Axon regeneration was quantified as described previously.19, 22 In brief, the number of GAP43- and βIII tubulin-positive axons extending ≥0.5, ≥1.0, ≥1.5 and≥2.0 mm from the injury site were counted under × 400 magnification in 6–8 sections per individual treatment. These values were normalized to the cross-sectional area of the optic nerve and extrapolated to the whole optic nerve. The significances of intergroup differences were evaluated using a one-way ANOVA test, followed by the Holm-Sidak post hoc test. Each experimental group included at least six mice.
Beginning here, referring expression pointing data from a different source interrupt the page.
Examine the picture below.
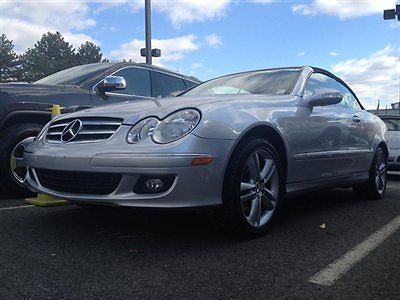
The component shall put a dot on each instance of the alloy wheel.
(259, 188)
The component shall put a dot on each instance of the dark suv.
(26, 107)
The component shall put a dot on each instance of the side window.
(319, 82)
(349, 100)
(190, 84)
(164, 85)
(137, 82)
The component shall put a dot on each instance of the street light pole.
(147, 9)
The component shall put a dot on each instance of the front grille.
(79, 182)
(94, 129)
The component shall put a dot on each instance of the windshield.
(73, 76)
(270, 82)
(392, 124)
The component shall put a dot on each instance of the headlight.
(176, 126)
(172, 128)
(142, 130)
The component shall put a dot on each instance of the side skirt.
(294, 189)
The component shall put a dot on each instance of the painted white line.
(15, 207)
(332, 272)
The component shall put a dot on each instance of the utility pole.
(390, 14)
(148, 52)
(147, 12)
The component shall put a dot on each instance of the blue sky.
(210, 38)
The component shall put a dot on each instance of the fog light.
(154, 184)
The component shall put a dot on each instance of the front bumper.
(193, 185)
(394, 160)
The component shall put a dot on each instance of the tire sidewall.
(14, 135)
(233, 176)
(372, 174)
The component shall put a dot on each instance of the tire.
(375, 187)
(252, 192)
(13, 140)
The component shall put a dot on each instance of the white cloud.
(213, 40)
(343, 9)
(178, 12)
(24, 22)
(173, 49)
(374, 77)
(193, 70)
(25, 34)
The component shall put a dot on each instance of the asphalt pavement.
(74, 253)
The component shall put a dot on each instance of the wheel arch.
(272, 135)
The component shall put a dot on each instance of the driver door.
(325, 150)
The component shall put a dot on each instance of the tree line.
(49, 55)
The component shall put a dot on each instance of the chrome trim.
(329, 154)
(137, 67)
(55, 131)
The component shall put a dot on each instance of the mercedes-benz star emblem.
(71, 131)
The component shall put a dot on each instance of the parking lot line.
(15, 207)
(331, 273)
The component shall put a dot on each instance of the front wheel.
(252, 187)
(12, 166)
(375, 187)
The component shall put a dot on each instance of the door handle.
(356, 119)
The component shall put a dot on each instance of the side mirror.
(111, 83)
(324, 98)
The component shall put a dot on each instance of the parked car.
(25, 108)
(393, 124)
(242, 142)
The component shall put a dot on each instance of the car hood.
(135, 110)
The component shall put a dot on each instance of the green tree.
(8, 60)
(49, 55)
(88, 53)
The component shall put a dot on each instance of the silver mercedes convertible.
(242, 142)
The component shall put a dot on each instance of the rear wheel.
(12, 167)
(252, 187)
(375, 187)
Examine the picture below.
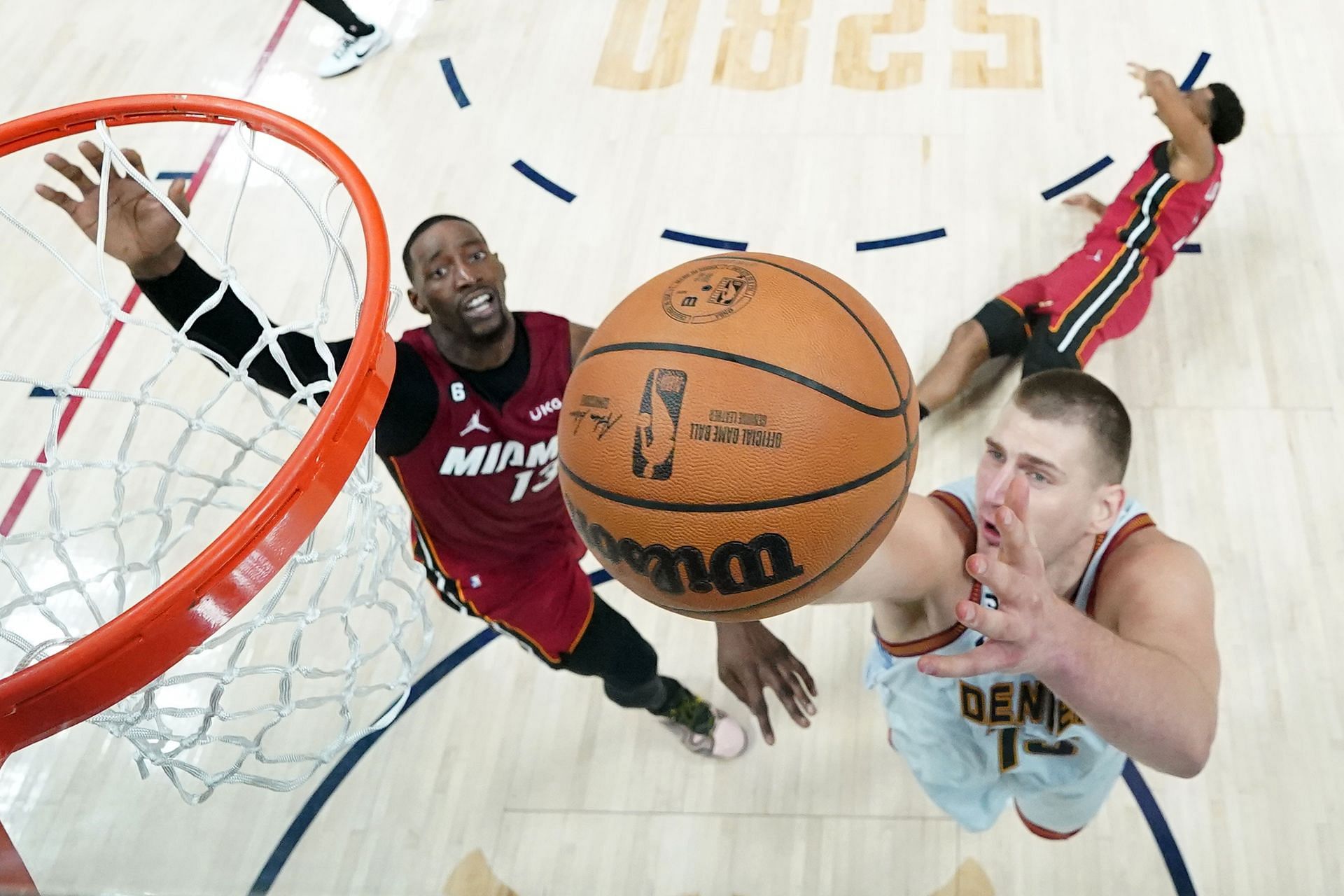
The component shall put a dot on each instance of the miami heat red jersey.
(1155, 213)
(482, 482)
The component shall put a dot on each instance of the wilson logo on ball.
(655, 430)
(708, 293)
(733, 567)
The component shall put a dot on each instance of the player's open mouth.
(479, 305)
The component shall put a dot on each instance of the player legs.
(360, 42)
(999, 328)
(628, 665)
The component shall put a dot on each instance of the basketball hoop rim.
(147, 640)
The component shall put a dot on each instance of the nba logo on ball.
(764, 434)
(655, 437)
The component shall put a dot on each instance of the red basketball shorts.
(1058, 320)
(546, 605)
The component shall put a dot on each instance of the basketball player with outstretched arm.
(468, 431)
(1031, 625)
(1102, 290)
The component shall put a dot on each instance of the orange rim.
(147, 640)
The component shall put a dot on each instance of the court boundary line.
(128, 304)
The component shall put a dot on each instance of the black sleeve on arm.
(232, 331)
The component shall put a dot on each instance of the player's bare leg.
(967, 351)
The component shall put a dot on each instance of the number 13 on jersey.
(737, 64)
(543, 477)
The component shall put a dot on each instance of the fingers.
(995, 625)
(92, 152)
(178, 195)
(988, 657)
(752, 696)
(790, 697)
(57, 198)
(806, 678)
(1003, 580)
(71, 172)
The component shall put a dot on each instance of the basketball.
(738, 437)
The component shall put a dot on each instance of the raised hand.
(752, 660)
(140, 230)
(1019, 633)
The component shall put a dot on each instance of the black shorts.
(1012, 333)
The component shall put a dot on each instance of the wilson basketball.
(738, 437)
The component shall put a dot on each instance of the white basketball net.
(327, 652)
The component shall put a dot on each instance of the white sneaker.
(705, 729)
(354, 51)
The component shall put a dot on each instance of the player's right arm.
(1194, 141)
(913, 564)
(143, 234)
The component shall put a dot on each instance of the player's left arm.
(1194, 140)
(580, 336)
(1144, 675)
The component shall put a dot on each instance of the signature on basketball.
(603, 424)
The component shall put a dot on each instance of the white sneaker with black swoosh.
(354, 51)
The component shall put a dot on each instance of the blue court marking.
(305, 817)
(1195, 73)
(454, 83)
(304, 820)
(732, 245)
(1101, 164)
(545, 183)
(899, 241)
(1161, 833)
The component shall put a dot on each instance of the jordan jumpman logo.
(475, 425)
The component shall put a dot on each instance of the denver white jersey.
(974, 743)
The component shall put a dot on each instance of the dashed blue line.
(1101, 164)
(901, 241)
(1196, 71)
(1161, 832)
(454, 83)
(710, 242)
(540, 181)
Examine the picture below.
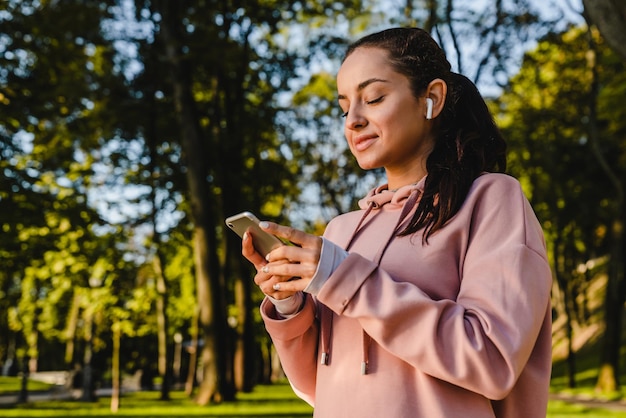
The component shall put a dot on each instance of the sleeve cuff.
(330, 258)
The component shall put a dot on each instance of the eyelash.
(377, 100)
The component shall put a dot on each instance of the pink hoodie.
(459, 327)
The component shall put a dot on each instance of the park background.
(129, 130)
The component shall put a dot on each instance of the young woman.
(433, 300)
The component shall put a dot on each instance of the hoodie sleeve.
(295, 340)
(483, 339)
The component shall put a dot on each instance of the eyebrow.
(364, 84)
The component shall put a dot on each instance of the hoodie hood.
(404, 200)
(381, 195)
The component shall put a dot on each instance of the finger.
(249, 252)
(295, 255)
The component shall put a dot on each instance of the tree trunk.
(115, 368)
(212, 318)
(608, 379)
(165, 350)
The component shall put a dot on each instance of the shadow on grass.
(265, 401)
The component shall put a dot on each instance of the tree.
(556, 155)
(610, 18)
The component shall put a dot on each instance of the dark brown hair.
(467, 140)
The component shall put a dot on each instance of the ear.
(436, 91)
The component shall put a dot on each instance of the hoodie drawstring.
(326, 315)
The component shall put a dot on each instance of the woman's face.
(385, 124)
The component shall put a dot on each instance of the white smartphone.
(263, 242)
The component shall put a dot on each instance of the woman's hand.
(289, 268)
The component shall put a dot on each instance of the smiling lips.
(362, 142)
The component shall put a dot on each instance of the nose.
(355, 119)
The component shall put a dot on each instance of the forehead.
(363, 64)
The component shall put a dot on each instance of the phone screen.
(263, 242)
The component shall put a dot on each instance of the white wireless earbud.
(429, 108)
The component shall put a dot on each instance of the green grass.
(13, 385)
(559, 409)
(265, 401)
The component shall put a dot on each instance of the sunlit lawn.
(266, 401)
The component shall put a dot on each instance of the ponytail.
(468, 143)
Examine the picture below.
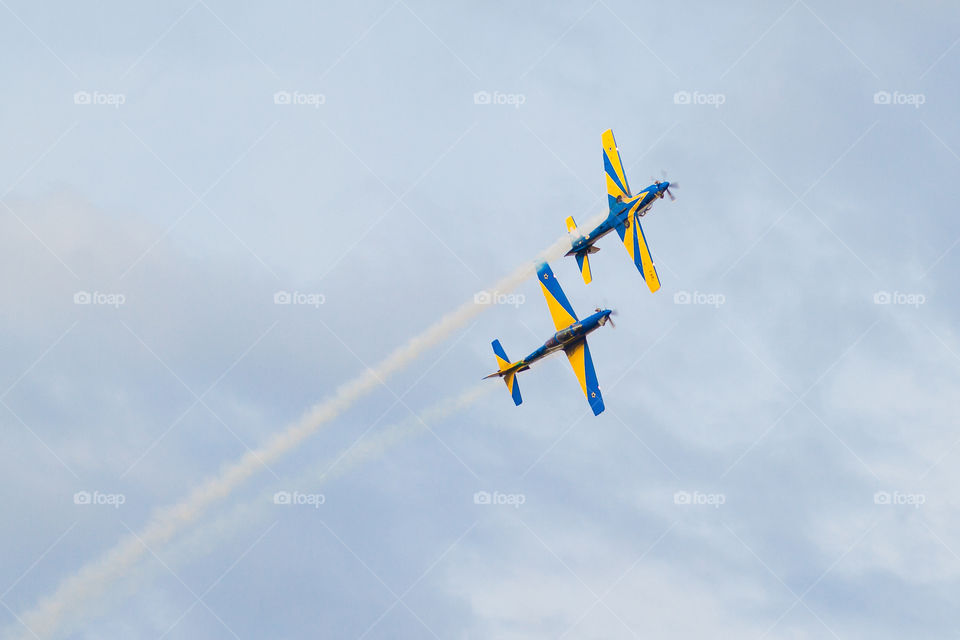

Quantification of RGCs in retinal flat-mounts

For quantification of surviving RGCs per mm2, retinal flat-mounts were stained with an antibody against βIII-tubulin (clone: TUJ-1, Covance) (1 : 1000). Retinae were divided into four quadrants. In each quadrant 4–5 independent fields were sampled, proceeding from the center to the periphery. The average number of βIII-tubulin-positive RGCs per field was determined and divided by the area of the field. Values were averaged per retina, averaged across all similarly treated animals to obtain a group mean and S.E. of the mean determined. At least 5–7 retinae per case were analyzed. The significances of intergroup differences were evaluated using a two-way analysis of variance (ANOVA) test, followed by corrections for multiple post hoc tests (Bonferroni–Holm, Tukey).

Western blot assays

For retinal lysate preparation, mice were killed, eyes enucleated and retinae dissected. Isolated retinae were homogenized in lysis buffer (20 mM Tris/HCl pH 7.5, 10 mM KCl, 250 mM sucrose, 10 mM NaF, 1 mM DTT, 0.1 mM Na3VO4, 1% Triton X-100, 0.1% SDS) with 1/100 protease inhibitor (Calbiochem, Darmstadt, Germany), and the lysate was cleared by centrifugation at 5000 r.p.m. for 10 min at 4 °C. Proteins were separated by 10% sodium-dodecyl-sulfate-polyacrylamide gel electrophoresis (SDS-PAGE), according to the standard protocols (Bio-Rad, Hercules, CA, USA) and transferred to nitrocellulose membranes (Amersham, Buckinghamshire, UK). Blots were blocked either in 5% dried milk or in 2% ECL advance blocking agent in Tris-buffered saline containing 1% Tween-20 (TBS-T). They were then processed for immunostaining with either a polyclonal antiserum against phospho-STAT3 (Tyr705, 1 : 5000) (Cell Signaling), a monoclonal antibody against βIII tubulin (clone TUJ-1,1 : 1000) (Covance), a polyclonal antibody against rat CNTF (1 : 5000) (Serotec) or a custom-made antibody against Gap43 (1 : 1000) (Invitrogen) at 4 °C overnight. Bound antibodies were visualized with anti-rabbit, anti-goat/sheep or anti-mouse immunoglobulin G (IgG), secondary antibodies conjugated to horseradish peroxidase (1 : 80 000) (Sigma). Antigen–antibody complexes were detected by enhanced chemiluminescence (ECL) or ECL advance (Amersham).